BIOT 5222L (BTC 557L) *Advanced Metabolism Laboratory (2 SCH)
The laboratory experiments will allow students to gain experience in metabolic assays and enzyme kinetic assays. Laboratory training also involves the preparation of a particular enzyme or other protein product by small pilot fermentation technology. Co-requisite BIOT 5222 (BTC 557).
BIOT 5331 (BTC 575) Advanced Graduate Studies I (1-3 SCH)
Research hours spent under the supervision of a research advisor. The student begins an in-depth study of a particular scientific focus with a literature review of the area, a justification study of a project and mastery of fundamental laboratory techniques necessary for the research study. Students work with their research advisor to plan a thesis project and write a thesis proposal. Each hour of course credit translates into a minimum of three hours of lab work per week.
BIOT 5332 (BTC 576) Advanced Graduate Studies II (1-3 SCH)
Continuation of research hours spent under the supervision of a research advisor. Each hour of course credit translates into a minimum of three hours of lab work per week.
BIOT 6311 (BTC 561) *Advanced Techniques in Molecular Biology (3 SCH)
The topics covered in this course will include gel electrophoresis for analysis of proteins and nucleic acids; radiochemistry; DNA and RNA synthesis, isolation, cloning, and sequencing; RFLP; expression of proteins; and restriction enzyme analysis.
BIOT 6312 (BTC 562) *Advanced Techniques in Protein Chemistry (3 SCH)
This course covers protein chemistry, immunology, the techniques of preparing tissue cultures, physical biochemistry, receptors and receptor assays, microscopy, computational biotechnology, molecular modeling, and the biometric analysis of data at an advanced level.
BIOT 6334 (BTC 527) Advanced Immunology (3 SCH - offered on even-numbered years)
Advanced survey of the immune system with focus on human and mouse models.
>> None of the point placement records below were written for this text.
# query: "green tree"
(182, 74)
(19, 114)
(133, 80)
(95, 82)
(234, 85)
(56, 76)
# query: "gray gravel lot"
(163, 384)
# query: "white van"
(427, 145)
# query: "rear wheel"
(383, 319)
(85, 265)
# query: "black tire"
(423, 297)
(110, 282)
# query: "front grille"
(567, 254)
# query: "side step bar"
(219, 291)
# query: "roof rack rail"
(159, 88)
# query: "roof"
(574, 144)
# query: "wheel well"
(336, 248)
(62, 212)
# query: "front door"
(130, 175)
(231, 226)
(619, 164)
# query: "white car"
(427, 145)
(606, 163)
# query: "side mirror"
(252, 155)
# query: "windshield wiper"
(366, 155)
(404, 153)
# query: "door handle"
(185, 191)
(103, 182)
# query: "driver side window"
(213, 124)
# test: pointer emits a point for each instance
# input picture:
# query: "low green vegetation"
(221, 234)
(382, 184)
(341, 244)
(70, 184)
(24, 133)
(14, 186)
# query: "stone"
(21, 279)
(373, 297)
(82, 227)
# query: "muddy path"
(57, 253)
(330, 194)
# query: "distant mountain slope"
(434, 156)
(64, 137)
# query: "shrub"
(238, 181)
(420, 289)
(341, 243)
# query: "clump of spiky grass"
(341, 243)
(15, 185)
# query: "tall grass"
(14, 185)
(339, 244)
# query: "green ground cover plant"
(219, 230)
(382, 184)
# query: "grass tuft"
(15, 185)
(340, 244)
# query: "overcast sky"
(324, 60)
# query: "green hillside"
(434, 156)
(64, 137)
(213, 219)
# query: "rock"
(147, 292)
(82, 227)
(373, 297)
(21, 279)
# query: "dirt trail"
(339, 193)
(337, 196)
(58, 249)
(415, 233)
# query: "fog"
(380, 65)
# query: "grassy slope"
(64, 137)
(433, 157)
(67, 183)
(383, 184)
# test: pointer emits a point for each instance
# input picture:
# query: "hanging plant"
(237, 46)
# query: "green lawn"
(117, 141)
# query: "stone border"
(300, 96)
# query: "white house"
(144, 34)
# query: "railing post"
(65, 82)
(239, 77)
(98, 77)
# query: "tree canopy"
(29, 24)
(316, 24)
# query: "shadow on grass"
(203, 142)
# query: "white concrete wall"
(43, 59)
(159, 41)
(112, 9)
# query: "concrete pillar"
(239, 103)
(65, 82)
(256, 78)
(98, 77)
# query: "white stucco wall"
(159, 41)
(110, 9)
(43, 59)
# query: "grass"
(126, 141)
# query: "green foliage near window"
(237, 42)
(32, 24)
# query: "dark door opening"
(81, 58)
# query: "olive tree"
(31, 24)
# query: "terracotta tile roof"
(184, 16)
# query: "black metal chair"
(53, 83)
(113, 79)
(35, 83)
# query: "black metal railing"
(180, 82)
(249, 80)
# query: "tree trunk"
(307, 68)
Origin and differentation of the hematopoietic system, antibody structure/function, innate and adaptive immunity responses to infection.
BIOT 6335 (BTC 528) Tissue Culture (3 SCH - offered on odd-numbered years)
Hands-on learning of techniques and proper care, management, handling, propagation and freezing of cell lines.
BIOT 6336/6336L (BTC 558/558L) Biophysical Chemistry
Instrumental analysis of proteins, nucleic acids, carbohydrates, and lipids. Methods to include ultracentrifugation; gradient separation of proteins and nucleic acids; UV/Visible spectroscopy; electrochemistry of cytochromes; X-ray diffraction of proteins and nucleic acids; and HPLC of proteins.